Blues for Tomorrow, for example, although it is a pianoless selection, is a direct offshot of a Monk septet recording session (RLP 12-242: Monk’s Music). The leader had left, but the others in his star cast were still on hand; a blues was suggested, a figure was improvised, and they were off. It turned into rather a full-scale project of its own, running some thirteen and a half minutes and proving to be a fine sample of the loose-limbed, free-blowing, “funky” spirit that is one of the major virtues of Eastern jazz. The horn solos are, in order, by: Gigi Gryce, alto sax, Ray Copeland, trumpet; John Coltrane (who was present through the courtesy of Prestige Records) and then Coleman Hawkins, tenor saxes. There is also impressive solo work by two rhythm men uniquely qualified to carry the weight of this much ‘strolling’ – the formidable Art Blakey on drums, and Wilbur Ware on bass. Particularly noteworthy is Hawkins’ performance: the veteran, who was the earliest and for many years the unchallenged king of tenor sax stars, surely demonstrates both his own musical timelessness and that of the blues.

A Sad Thing was a specifically requested extra, made in Los Angeles during the recording of an album designed to feature Herbie Mann‘s mastery of an instrument unusual in jazz: the bass clarinet (RLP 12-245: Great Ideas of Western Mann). The four cool Californians – Jack Sheldon, trumpet; Jimmy Rowles, piano; Buddy Clark, bass; Mel Lewis, drums – who join with Mann here, help make this an example of a facet of modern jazz very different from that of the preceding selection.

Funky Hotel Blues – dedicated by Sonny Rollins to just about all the hotels that musicians have to stop at on the road – was cut at the final session of Rollins’ first LP for Riverside (RLP 12-241: The Sound of Sonny). It features the big tone (probably the fullest tenor sound since Hawkins) of the most amazing new jazz star in years, already recognized as a major force and influence. you might say that he uses the blues here to prove that he clearly belongs among the very best. His rhythm section is: Sonny Clark, piano; Paul Chambers, bass; Roy Haynes, drums.

Let’s Blow Some Blues is from a Mundell Lowe session that also featured pianist Billy Taylor (courtesy of ABC-Paramount Records). It was arbitrarily omitted from the LP cut at that time (RLP 12-238: A Grand Night for Swinging) in favor of a bast-blues treatment of the same theme. But like the numbers in that album, it serves to demonstrate that both the guitarist and Taylor, sometimes accused of having overly soft approaches to jazz, can be as funky and tough-minded as anyone. Gene Quill, an outstanding young altoist, is also very much on hand, along with Ed Thigpen on drums and Les Grinage, bass.

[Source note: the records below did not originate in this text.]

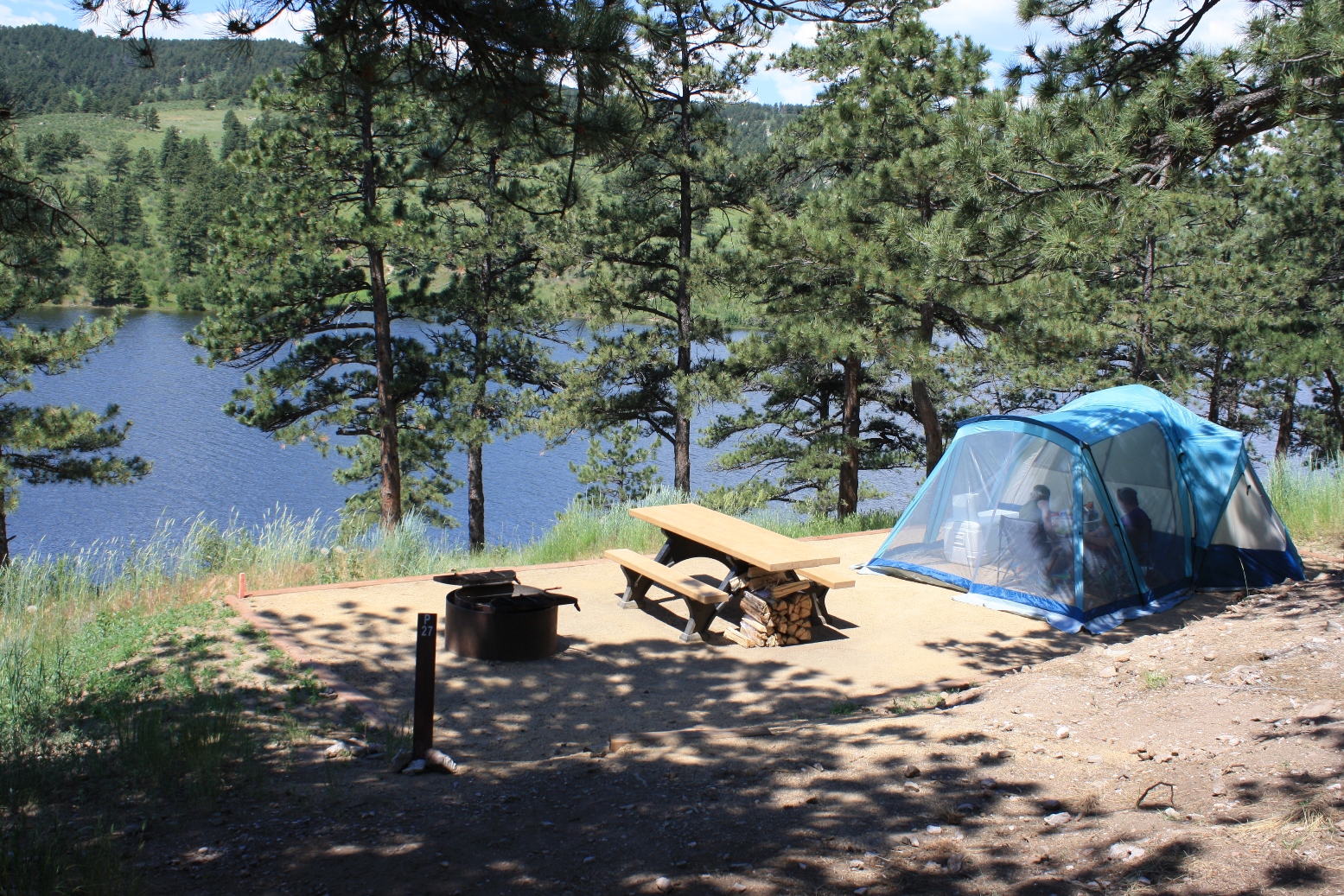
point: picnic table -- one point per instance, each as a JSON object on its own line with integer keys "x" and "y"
{"x": 746, "y": 550}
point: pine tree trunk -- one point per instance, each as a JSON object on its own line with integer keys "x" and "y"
{"x": 1336, "y": 401}
{"x": 390, "y": 492}
{"x": 475, "y": 498}
{"x": 682, "y": 421}
{"x": 1215, "y": 385}
{"x": 848, "y": 486}
{"x": 925, "y": 409}
{"x": 1286, "y": 418}
{"x": 1138, "y": 367}
{"x": 4, "y": 531}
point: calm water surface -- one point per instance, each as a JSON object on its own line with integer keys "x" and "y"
{"x": 207, "y": 464}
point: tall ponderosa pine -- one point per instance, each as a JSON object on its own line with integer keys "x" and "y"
{"x": 844, "y": 277}
{"x": 303, "y": 266}
{"x": 652, "y": 239}
{"x": 1302, "y": 201}
{"x": 45, "y": 443}
{"x": 494, "y": 198}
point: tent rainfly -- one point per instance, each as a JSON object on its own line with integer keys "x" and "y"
{"x": 1117, "y": 505}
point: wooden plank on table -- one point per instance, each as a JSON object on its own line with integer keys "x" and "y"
{"x": 678, "y": 581}
{"x": 740, "y": 539}
{"x": 832, "y": 576}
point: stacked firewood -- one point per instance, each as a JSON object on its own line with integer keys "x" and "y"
{"x": 776, "y": 612}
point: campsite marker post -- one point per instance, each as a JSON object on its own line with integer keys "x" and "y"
{"x": 423, "y": 731}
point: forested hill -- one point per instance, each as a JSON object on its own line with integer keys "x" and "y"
{"x": 48, "y": 69}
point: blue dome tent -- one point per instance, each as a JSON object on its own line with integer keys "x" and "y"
{"x": 1117, "y": 505}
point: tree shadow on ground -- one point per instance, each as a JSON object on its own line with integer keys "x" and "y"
{"x": 891, "y": 804}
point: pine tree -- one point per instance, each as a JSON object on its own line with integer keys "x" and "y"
{"x": 187, "y": 232}
{"x": 118, "y": 162}
{"x": 43, "y": 443}
{"x": 1300, "y": 205}
{"x": 235, "y": 136}
{"x": 101, "y": 277}
{"x": 491, "y": 332}
{"x": 620, "y": 472}
{"x": 842, "y": 277}
{"x": 131, "y": 286}
{"x": 174, "y": 160}
{"x": 145, "y": 171}
{"x": 302, "y": 269}
{"x": 89, "y": 191}
{"x": 653, "y": 237}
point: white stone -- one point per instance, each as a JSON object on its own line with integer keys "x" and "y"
{"x": 1125, "y": 852}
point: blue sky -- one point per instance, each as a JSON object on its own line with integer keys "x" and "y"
{"x": 990, "y": 22}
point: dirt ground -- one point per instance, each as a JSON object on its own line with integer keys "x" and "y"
{"x": 1034, "y": 787}
{"x": 625, "y": 670}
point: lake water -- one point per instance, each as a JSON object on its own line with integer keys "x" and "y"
{"x": 207, "y": 464}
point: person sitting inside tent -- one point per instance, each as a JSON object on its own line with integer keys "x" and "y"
{"x": 1138, "y": 527}
{"x": 1054, "y": 551}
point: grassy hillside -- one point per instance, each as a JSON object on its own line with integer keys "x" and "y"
{"x": 48, "y": 69}
{"x": 104, "y": 130}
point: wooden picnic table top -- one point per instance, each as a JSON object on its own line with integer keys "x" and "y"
{"x": 740, "y": 539}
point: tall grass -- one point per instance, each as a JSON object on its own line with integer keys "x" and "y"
{"x": 1309, "y": 498}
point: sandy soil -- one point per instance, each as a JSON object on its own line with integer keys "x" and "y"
{"x": 1033, "y": 789}
{"x": 625, "y": 670}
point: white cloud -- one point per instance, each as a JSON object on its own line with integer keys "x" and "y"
{"x": 773, "y": 86}
{"x": 35, "y": 14}
{"x": 203, "y": 21}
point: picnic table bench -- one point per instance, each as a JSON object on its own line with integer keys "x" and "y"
{"x": 746, "y": 550}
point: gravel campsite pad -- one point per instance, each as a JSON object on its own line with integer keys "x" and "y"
{"x": 1201, "y": 759}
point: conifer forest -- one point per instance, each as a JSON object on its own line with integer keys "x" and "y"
{"x": 392, "y": 226}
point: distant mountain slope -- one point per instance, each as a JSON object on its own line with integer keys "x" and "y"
{"x": 48, "y": 69}
{"x": 753, "y": 124}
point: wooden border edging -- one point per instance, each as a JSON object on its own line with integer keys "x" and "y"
{"x": 566, "y": 564}
{"x": 842, "y": 535}
{"x": 324, "y": 673}
{"x": 367, "y": 583}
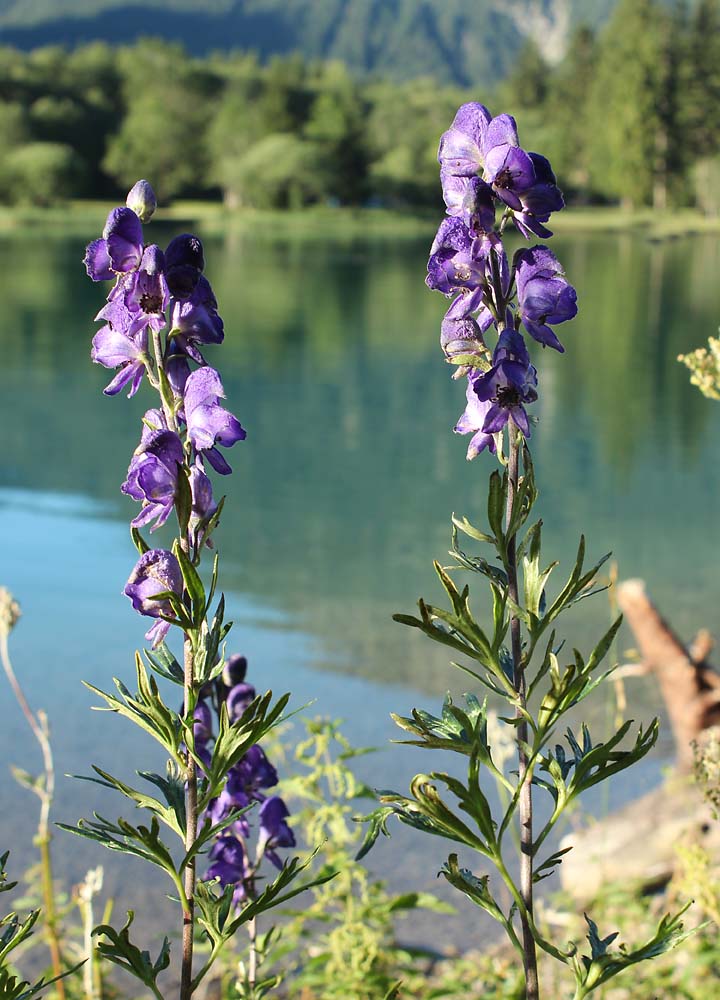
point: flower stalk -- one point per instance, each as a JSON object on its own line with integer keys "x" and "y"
{"x": 510, "y": 650}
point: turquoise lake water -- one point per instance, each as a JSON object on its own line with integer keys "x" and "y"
{"x": 343, "y": 490}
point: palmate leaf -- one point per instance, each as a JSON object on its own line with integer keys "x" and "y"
{"x": 603, "y": 963}
{"x": 425, "y": 810}
{"x": 589, "y": 764}
{"x": 141, "y": 841}
{"x": 171, "y": 813}
{"x": 117, "y": 947}
{"x": 459, "y": 630}
{"x": 234, "y": 739}
{"x": 146, "y": 709}
{"x": 463, "y": 732}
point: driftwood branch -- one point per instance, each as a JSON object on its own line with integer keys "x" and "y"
{"x": 637, "y": 845}
{"x": 689, "y": 685}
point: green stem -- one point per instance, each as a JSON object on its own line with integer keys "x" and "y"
{"x": 532, "y": 989}
{"x": 191, "y": 815}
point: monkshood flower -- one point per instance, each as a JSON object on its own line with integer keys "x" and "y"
{"x": 146, "y": 296}
{"x": 195, "y": 320}
{"x": 274, "y": 831}
{"x": 479, "y": 146}
{"x": 469, "y": 199}
{"x": 141, "y": 199}
{"x": 153, "y": 475}
{"x": 208, "y": 423}
{"x": 156, "y": 572}
{"x": 473, "y": 420}
{"x": 544, "y": 295}
{"x": 184, "y": 262}
{"x": 508, "y": 385}
{"x": 461, "y": 262}
{"x": 461, "y": 147}
{"x": 203, "y": 505}
{"x": 115, "y": 349}
{"x": 230, "y": 865}
{"x": 120, "y": 249}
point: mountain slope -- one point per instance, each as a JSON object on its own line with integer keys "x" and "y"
{"x": 459, "y": 41}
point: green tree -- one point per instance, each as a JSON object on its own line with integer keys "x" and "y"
{"x": 280, "y": 171}
{"x": 628, "y": 130}
{"x": 337, "y": 124}
{"x": 162, "y": 135}
{"x": 41, "y": 173}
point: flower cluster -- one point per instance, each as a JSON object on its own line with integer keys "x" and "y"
{"x": 483, "y": 167}
{"x": 159, "y": 313}
{"x": 232, "y": 863}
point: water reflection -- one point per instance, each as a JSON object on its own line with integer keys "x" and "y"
{"x": 343, "y": 490}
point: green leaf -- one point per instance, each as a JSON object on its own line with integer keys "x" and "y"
{"x": 473, "y": 887}
{"x": 164, "y": 663}
{"x": 603, "y": 964}
{"x": 378, "y": 824}
{"x": 464, "y": 525}
{"x": 146, "y": 709}
{"x": 497, "y": 500}
{"x": 183, "y": 500}
{"x": 116, "y": 947}
{"x": 142, "y": 842}
{"x": 193, "y": 585}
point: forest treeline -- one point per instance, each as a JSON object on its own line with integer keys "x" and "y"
{"x": 630, "y": 115}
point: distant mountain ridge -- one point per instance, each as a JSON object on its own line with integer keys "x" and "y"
{"x": 465, "y": 42}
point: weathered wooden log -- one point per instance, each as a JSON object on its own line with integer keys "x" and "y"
{"x": 637, "y": 845}
{"x": 689, "y": 685}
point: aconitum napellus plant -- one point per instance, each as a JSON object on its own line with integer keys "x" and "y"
{"x": 500, "y": 308}
{"x": 159, "y": 320}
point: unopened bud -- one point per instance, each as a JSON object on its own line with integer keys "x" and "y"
{"x": 141, "y": 199}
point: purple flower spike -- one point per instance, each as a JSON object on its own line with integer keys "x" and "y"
{"x": 123, "y": 235}
{"x": 452, "y": 264}
{"x": 195, "y": 320}
{"x": 469, "y": 199}
{"x": 473, "y": 419}
{"x": 239, "y": 697}
{"x": 185, "y": 262}
{"x": 155, "y": 572}
{"x": 229, "y": 865}
{"x": 153, "y": 475}
{"x": 460, "y": 151}
{"x": 203, "y": 505}
{"x": 544, "y": 295}
{"x": 510, "y": 383}
{"x": 115, "y": 349}
{"x": 539, "y": 201}
{"x": 97, "y": 261}
{"x": 207, "y": 421}
{"x": 146, "y": 297}
{"x": 274, "y": 831}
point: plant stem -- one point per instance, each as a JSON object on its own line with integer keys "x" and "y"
{"x": 532, "y": 990}
{"x": 186, "y": 984}
{"x": 40, "y": 732}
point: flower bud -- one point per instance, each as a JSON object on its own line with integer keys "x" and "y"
{"x": 141, "y": 199}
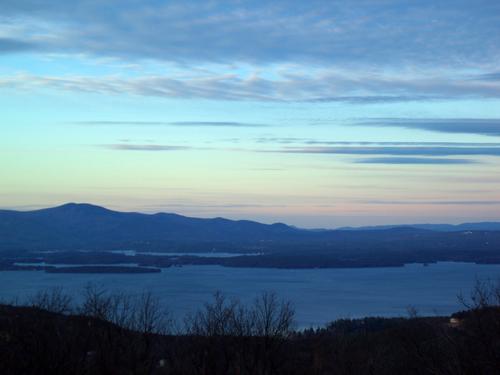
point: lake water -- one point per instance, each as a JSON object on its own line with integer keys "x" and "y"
{"x": 319, "y": 295}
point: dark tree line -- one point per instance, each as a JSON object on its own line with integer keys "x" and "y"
{"x": 114, "y": 333}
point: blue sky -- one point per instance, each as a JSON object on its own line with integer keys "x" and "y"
{"x": 318, "y": 113}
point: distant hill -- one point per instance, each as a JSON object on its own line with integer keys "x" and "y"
{"x": 87, "y": 227}
{"x": 481, "y": 226}
{"x": 84, "y": 225}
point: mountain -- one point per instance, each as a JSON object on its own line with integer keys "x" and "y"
{"x": 87, "y": 226}
{"x": 481, "y": 226}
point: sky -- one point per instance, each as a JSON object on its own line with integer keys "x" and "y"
{"x": 313, "y": 113}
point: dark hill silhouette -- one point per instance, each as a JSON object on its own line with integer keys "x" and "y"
{"x": 75, "y": 225}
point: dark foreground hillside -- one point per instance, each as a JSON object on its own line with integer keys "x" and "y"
{"x": 224, "y": 339}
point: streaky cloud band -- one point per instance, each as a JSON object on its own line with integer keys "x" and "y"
{"x": 480, "y": 126}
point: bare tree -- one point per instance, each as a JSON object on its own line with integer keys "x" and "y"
{"x": 54, "y": 300}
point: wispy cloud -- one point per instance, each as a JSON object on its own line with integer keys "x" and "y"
{"x": 489, "y": 127}
{"x": 405, "y": 160}
{"x": 263, "y": 32}
{"x": 8, "y": 45}
{"x": 324, "y": 85}
{"x": 145, "y": 147}
{"x": 235, "y": 124}
{"x": 394, "y": 150}
{"x": 311, "y": 141}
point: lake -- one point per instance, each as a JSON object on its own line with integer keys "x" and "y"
{"x": 319, "y": 295}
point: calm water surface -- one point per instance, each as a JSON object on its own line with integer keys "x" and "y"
{"x": 319, "y": 295}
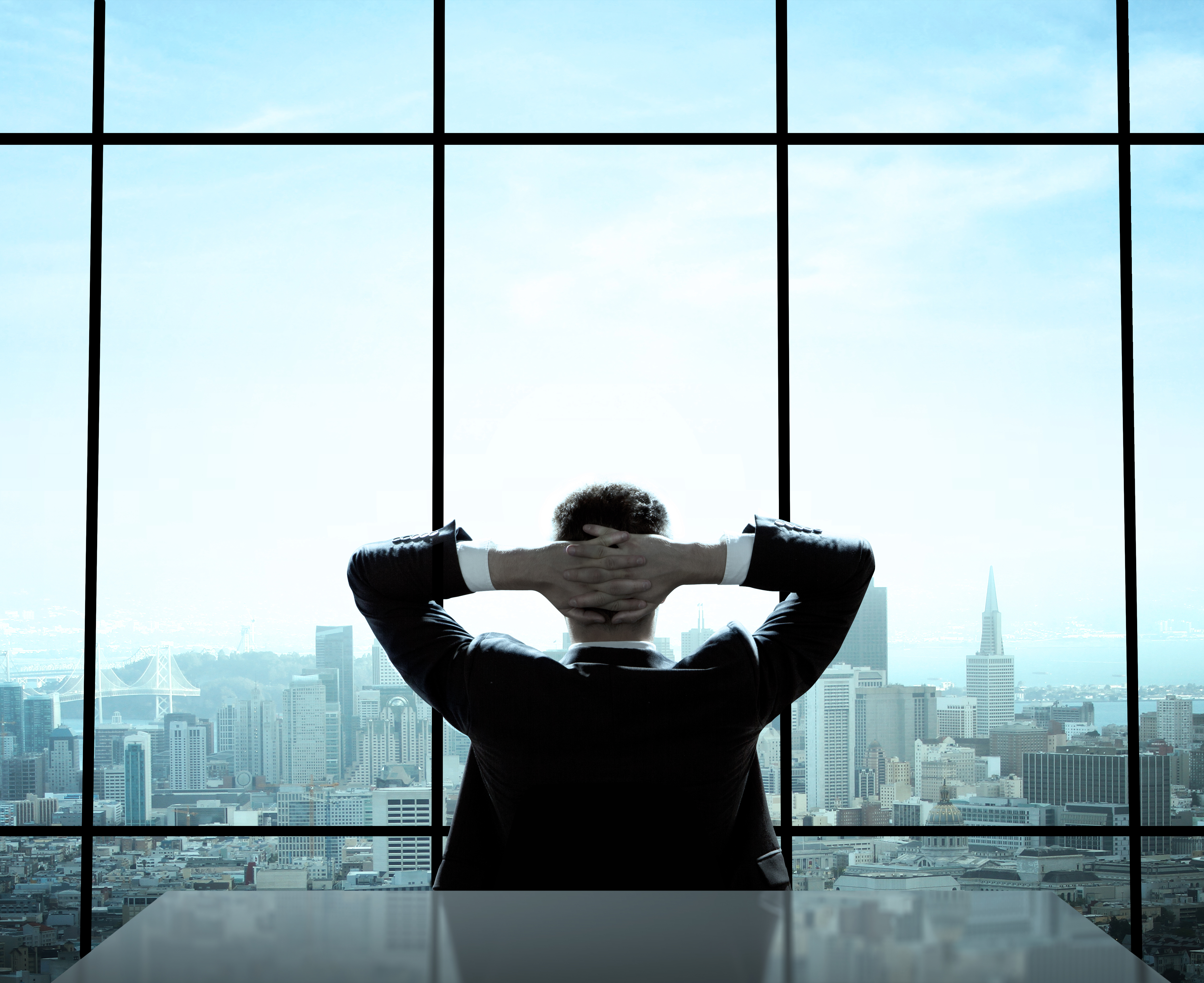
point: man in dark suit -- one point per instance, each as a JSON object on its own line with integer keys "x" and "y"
{"x": 614, "y": 767}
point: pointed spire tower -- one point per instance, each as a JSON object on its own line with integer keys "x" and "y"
{"x": 990, "y": 674}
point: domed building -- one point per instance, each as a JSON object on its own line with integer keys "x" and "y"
{"x": 944, "y": 849}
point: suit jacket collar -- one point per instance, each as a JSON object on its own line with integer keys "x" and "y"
{"x": 637, "y": 655}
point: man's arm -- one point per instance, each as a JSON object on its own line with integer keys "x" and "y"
{"x": 395, "y": 584}
{"x": 394, "y": 588}
{"x": 828, "y": 579}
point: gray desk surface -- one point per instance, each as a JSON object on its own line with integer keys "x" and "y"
{"x": 613, "y": 936}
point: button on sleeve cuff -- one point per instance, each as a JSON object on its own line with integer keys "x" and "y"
{"x": 475, "y": 565}
{"x": 740, "y": 556}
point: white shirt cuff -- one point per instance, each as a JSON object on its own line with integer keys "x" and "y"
{"x": 475, "y": 565}
{"x": 740, "y": 556}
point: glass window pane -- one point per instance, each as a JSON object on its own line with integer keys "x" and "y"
{"x": 1168, "y": 362}
{"x": 1167, "y": 67}
{"x": 44, "y": 402}
{"x": 938, "y": 863}
{"x": 611, "y": 67}
{"x": 611, "y": 316}
{"x": 934, "y": 67}
{"x": 269, "y": 67}
{"x": 130, "y": 874}
{"x": 266, "y": 411}
{"x": 46, "y": 67}
{"x": 955, "y": 339}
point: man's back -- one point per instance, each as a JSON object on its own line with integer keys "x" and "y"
{"x": 622, "y": 768}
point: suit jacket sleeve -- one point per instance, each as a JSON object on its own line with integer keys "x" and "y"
{"x": 398, "y": 588}
{"x": 828, "y": 579}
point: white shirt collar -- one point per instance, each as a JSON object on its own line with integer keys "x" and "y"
{"x": 646, "y": 645}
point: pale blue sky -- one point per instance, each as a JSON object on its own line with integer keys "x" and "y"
{"x": 269, "y": 65}
{"x": 611, "y": 65}
{"x": 944, "y": 67}
{"x": 46, "y": 65}
{"x": 1167, "y": 65}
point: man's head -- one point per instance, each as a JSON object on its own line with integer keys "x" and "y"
{"x": 618, "y": 506}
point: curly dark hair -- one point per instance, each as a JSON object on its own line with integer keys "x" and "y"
{"x": 610, "y": 503}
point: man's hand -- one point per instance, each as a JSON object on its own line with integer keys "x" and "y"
{"x": 667, "y": 566}
{"x": 545, "y": 570}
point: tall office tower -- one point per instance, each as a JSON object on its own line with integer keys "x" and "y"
{"x": 384, "y": 673}
{"x": 257, "y": 738}
{"x": 43, "y": 714}
{"x": 138, "y": 778}
{"x": 413, "y": 721}
{"x": 1155, "y": 783}
{"x": 327, "y": 849}
{"x": 23, "y": 775}
{"x": 990, "y": 674}
{"x": 831, "y": 766}
{"x": 64, "y": 761}
{"x": 1174, "y": 721}
{"x": 895, "y": 716}
{"x": 693, "y": 641}
{"x": 401, "y": 807}
{"x": 956, "y": 716}
{"x": 1012, "y": 743}
{"x": 866, "y": 642}
{"x": 876, "y": 761}
{"x": 333, "y": 647}
{"x": 187, "y": 759}
{"x": 228, "y": 721}
{"x": 377, "y": 748}
{"x": 1062, "y": 778}
{"x": 12, "y": 715}
{"x": 304, "y": 760}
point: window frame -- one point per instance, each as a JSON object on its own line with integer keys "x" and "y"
{"x": 782, "y": 139}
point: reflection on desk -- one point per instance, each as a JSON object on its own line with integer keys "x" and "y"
{"x": 612, "y": 936}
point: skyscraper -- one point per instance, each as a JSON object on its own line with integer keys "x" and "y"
{"x": 384, "y": 673}
{"x": 1174, "y": 721}
{"x": 138, "y": 779}
{"x": 305, "y": 731}
{"x": 866, "y": 642}
{"x": 64, "y": 761}
{"x": 41, "y": 714}
{"x": 1060, "y": 779}
{"x": 12, "y": 716}
{"x": 693, "y": 641}
{"x": 333, "y": 648}
{"x": 990, "y": 674}
{"x": 187, "y": 759}
{"x": 895, "y": 716}
{"x": 1155, "y": 784}
{"x": 830, "y": 712}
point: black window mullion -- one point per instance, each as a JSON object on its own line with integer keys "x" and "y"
{"x": 92, "y": 495}
{"x": 439, "y": 808}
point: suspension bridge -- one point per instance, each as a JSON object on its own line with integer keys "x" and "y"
{"x": 163, "y": 679}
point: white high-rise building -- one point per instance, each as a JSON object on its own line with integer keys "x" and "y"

The Fuzz (which is intended as a reference to the sort-of-beard of the writer of these notes, not the slang term for police), spotlights a young tenor man from Belgium who would appear to have mastered the idiom of jazz better than any other non-native horn who comes to mind. And what better proof of this mastery than his version of something as thoroughly native and idiomatic as the blues. Pianist George Wallington, still-young veteran of the early 52nd Street days of bop; the unusual young drummer, Elvin Jones; and bassist Wilbur Little complete Jaspar‘s quartet.